Harnessing Consumerism to Get Laptops to Needy Kids

Once again, an organization is seeking to harness the power of North American consumerism, instead of altruism, to do some good in the world.

Here’s the story, from Technology Review: Looking for a spark, developing-world laptop project to let donors buy 2, keep 1

I’ve blogged a couple of times about the $100 Laptop project, which aims to put cheap, durable laptops in the hands of millions of kids in the developing world. (So far the goal of sellling for $100 hasn’t been reached. But the current price-tag though is a very respectable $188.)

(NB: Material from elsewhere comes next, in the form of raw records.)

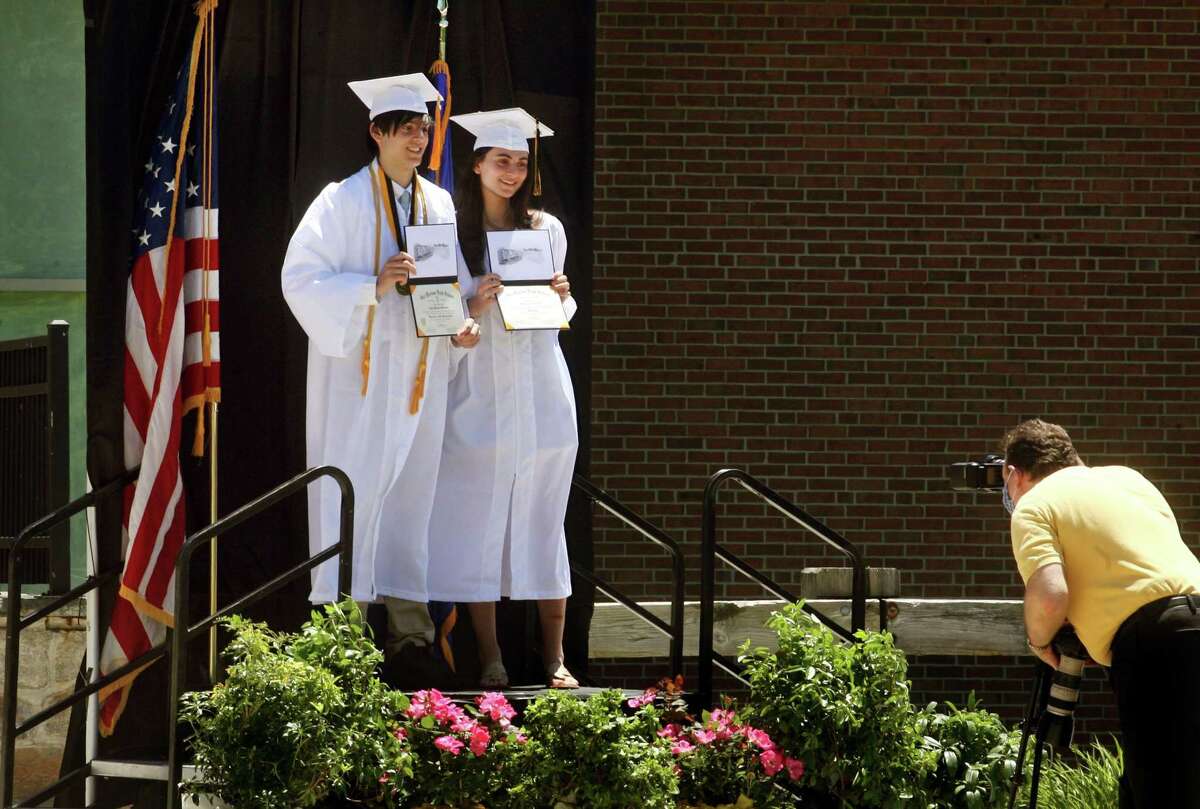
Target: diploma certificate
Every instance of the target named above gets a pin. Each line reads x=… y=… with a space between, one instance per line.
x=523 y=261
x=433 y=292
x=437 y=307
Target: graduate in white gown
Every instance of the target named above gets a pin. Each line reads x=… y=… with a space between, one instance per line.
x=511 y=435
x=376 y=391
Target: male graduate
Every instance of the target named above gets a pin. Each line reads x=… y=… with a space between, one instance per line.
x=376 y=391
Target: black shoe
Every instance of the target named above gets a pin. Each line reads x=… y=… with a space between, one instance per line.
x=415 y=667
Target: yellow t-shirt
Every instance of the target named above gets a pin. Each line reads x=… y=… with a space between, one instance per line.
x=1116 y=539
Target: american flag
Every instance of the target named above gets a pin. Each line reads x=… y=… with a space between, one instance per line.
x=172 y=360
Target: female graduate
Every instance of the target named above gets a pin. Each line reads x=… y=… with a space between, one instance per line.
x=510 y=442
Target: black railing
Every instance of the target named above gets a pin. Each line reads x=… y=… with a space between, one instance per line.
x=35 y=418
x=675 y=629
x=185 y=630
x=711 y=551
x=178 y=640
x=16 y=624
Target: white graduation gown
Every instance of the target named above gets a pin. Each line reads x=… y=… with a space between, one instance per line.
x=390 y=456
x=507 y=465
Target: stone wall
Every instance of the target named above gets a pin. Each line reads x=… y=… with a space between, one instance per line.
x=51 y=653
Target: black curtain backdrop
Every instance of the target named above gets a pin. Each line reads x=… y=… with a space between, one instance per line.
x=287 y=126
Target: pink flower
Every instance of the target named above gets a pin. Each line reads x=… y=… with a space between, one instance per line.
x=645 y=699
x=463 y=724
x=760 y=738
x=682 y=747
x=449 y=744
x=496 y=707
x=479 y=739
x=723 y=723
x=772 y=761
x=720 y=718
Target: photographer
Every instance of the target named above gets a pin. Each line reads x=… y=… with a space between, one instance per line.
x=1099 y=547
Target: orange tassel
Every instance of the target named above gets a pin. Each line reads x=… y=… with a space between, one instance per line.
x=414 y=403
x=441 y=120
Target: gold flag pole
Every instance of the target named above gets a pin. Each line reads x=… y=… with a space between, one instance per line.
x=213 y=553
x=213 y=401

The original business model was this: Sell the laptops for $100. Sell them ONLY to governments in the developing world (not to gadget freaks in the developed world), and in particular to governments willing to order at least a million of the things. Nice idea: focusing on bulk sales allows you to source parts cheaply. Trouble is, not enough governments went for it.

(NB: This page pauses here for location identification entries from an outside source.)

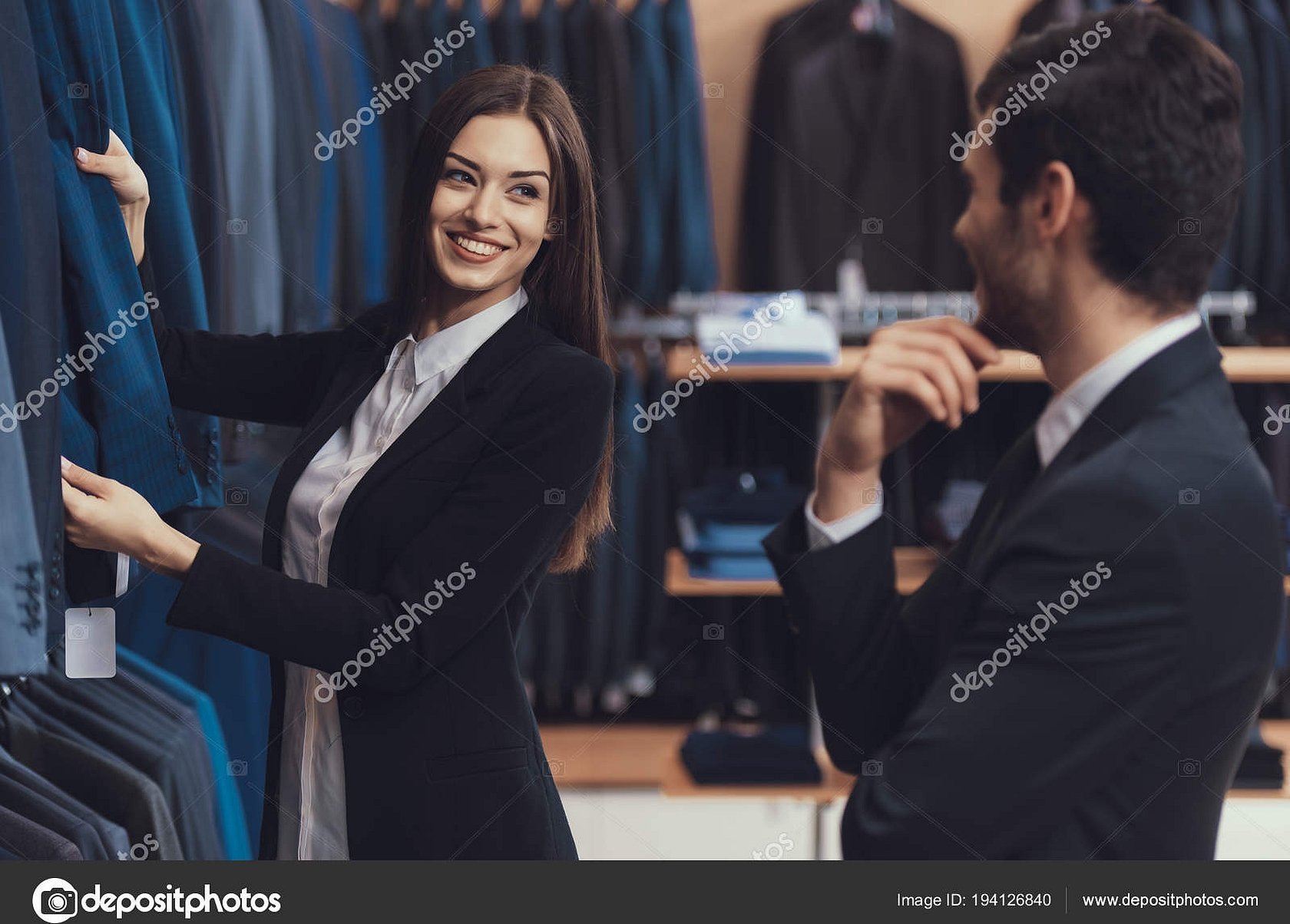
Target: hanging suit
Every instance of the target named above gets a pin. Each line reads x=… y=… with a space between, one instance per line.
x=31 y=305
x=145 y=68
x=117 y=421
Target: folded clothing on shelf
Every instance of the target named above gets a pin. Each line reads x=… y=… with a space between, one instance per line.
x=721 y=525
x=778 y=754
x=766 y=329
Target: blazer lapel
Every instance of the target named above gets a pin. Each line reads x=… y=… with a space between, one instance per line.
x=355 y=381
x=1153 y=381
x=1163 y=375
x=355 y=378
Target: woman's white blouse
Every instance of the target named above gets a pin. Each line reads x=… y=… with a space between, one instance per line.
x=311 y=810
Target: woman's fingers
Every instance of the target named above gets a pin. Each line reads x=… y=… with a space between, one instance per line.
x=127 y=177
x=85 y=481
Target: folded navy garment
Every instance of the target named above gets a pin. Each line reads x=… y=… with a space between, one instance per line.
x=779 y=754
x=743 y=497
x=733 y=567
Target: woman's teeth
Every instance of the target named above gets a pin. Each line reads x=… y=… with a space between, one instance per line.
x=476 y=246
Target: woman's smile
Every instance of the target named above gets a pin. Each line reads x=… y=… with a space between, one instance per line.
x=474 y=249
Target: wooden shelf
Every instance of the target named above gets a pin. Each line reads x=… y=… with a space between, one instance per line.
x=912 y=566
x=1242 y=364
x=648 y=757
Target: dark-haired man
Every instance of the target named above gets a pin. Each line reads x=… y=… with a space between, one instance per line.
x=1077 y=677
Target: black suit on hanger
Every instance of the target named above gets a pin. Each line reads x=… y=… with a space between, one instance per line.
x=1117 y=734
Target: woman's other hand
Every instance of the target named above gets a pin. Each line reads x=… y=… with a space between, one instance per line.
x=102 y=513
x=128 y=182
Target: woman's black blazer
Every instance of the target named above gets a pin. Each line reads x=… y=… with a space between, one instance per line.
x=442 y=751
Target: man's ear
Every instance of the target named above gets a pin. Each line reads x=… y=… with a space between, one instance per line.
x=1057 y=200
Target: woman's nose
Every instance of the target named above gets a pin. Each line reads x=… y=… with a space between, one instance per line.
x=483 y=208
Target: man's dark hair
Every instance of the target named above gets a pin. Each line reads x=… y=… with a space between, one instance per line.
x=1149 y=121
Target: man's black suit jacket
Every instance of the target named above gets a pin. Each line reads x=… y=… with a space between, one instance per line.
x=1117 y=734
x=442 y=751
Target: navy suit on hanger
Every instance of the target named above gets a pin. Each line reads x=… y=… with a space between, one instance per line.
x=145 y=68
x=31 y=301
x=117 y=419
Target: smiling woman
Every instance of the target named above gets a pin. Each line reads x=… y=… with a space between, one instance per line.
x=455 y=447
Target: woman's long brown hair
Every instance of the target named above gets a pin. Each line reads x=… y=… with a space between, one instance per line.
x=565 y=281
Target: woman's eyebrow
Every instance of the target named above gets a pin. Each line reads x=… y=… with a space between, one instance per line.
x=476 y=168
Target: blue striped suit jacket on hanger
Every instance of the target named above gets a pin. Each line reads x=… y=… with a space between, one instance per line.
x=145 y=68
x=117 y=421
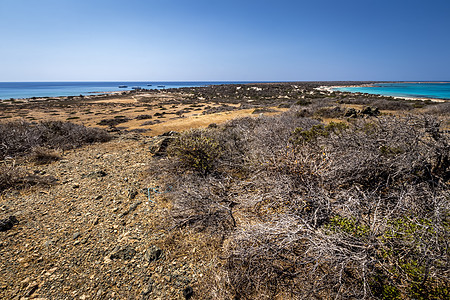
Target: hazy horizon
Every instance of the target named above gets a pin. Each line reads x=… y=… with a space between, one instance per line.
x=325 y=40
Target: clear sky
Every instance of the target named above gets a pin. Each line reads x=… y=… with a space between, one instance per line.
x=196 y=40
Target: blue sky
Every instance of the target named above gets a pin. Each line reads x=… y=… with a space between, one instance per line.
x=84 y=40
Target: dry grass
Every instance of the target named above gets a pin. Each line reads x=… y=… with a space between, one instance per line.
x=357 y=211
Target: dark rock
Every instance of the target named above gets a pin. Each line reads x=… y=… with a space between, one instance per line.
x=351 y=113
x=125 y=253
x=148 y=290
x=8 y=223
x=132 y=193
x=188 y=292
x=153 y=253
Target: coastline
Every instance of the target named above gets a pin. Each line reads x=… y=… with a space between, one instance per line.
x=334 y=88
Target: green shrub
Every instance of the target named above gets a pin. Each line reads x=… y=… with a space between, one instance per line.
x=197 y=149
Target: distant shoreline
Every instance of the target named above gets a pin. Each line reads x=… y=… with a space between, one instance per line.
x=334 y=88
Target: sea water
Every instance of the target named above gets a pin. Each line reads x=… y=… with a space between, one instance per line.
x=19 y=90
x=431 y=90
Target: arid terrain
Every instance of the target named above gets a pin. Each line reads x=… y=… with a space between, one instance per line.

The solution? Tap into the curiosity — and wealth — of North American consumers. The project is now going to allow North American consumers to buy the devices for $400 a pair, with one computer going to the purchaser and the other going to a kid in a developing country.

This reminds me a lot of the much-debated Product Red project, which asked consumers to pay a premium for a wide range of consumer products, with the additional profits going to help women and children in Africa suffering from HIV/AIDS. I blogged about that project here.

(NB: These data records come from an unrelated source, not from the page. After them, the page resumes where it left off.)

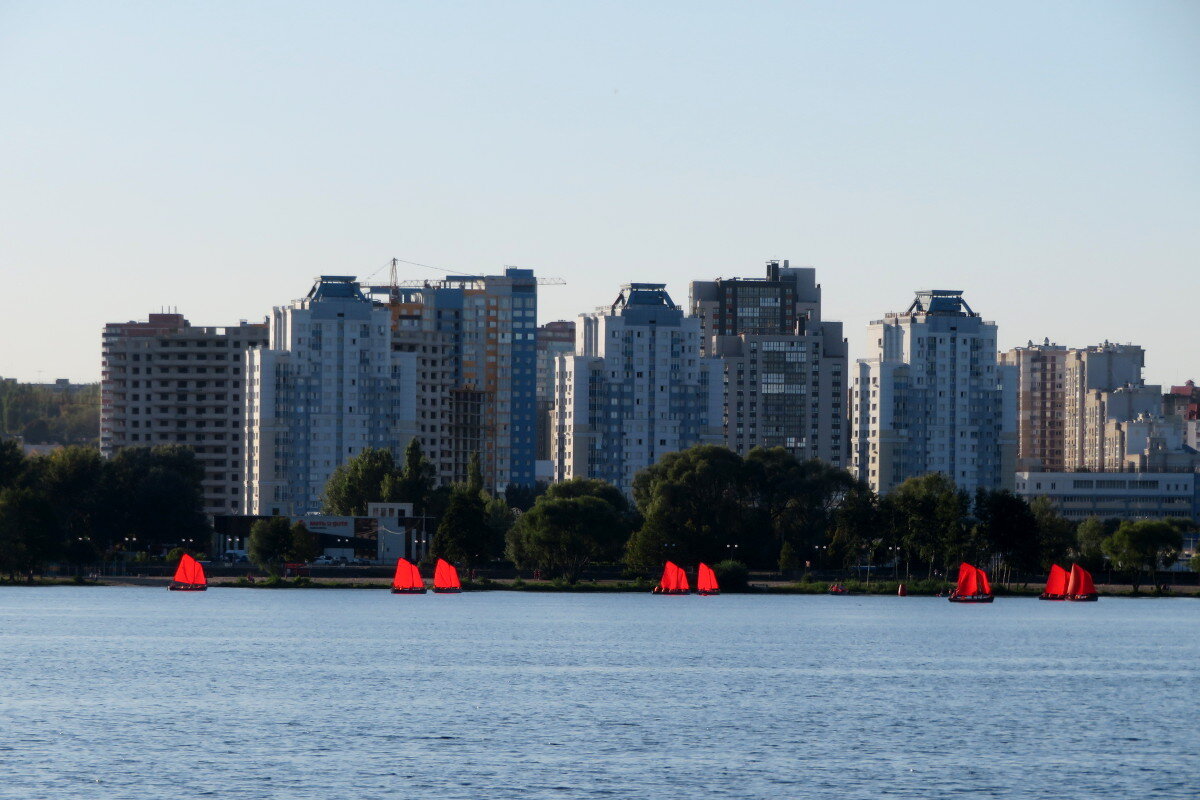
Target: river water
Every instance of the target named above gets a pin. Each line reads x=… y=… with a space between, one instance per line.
x=137 y=692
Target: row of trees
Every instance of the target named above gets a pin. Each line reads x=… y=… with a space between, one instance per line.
x=73 y=506
x=767 y=510
x=49 y=414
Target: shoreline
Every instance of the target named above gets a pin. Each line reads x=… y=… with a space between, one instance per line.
x=603 y=587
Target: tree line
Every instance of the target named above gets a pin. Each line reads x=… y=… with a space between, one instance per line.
x=72 y=506
x=766 y=510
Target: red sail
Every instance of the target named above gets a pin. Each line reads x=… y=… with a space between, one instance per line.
x=1085 y=582
x=670 y=582
x=190 y=572
x=1080 y=582
x=706 y=579
x=445 y=576
x=681 y=579
x=982 y=579
x=407 y=577
x=1056 y=584
x=967 y=583
x=1074 y=581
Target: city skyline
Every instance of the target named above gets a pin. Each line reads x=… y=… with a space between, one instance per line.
x=1037 y=156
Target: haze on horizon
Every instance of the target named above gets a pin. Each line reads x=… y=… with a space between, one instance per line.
x=1041 y=156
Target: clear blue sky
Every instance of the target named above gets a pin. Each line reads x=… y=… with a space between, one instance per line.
x=1042 y=156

I wonder if the people who criticized Product Red are going to criticize this new move by the Laptop project folks. The basic idea is the same: take the fact that North Americans love to buy stuff, and use that to do some good in the world. Their (misguided) complaint ought to be the same, I would think: “consumerism is the problem, not the solution.” And my response will be the same: where altruism proves insufficient, why not tap into more reliable motives?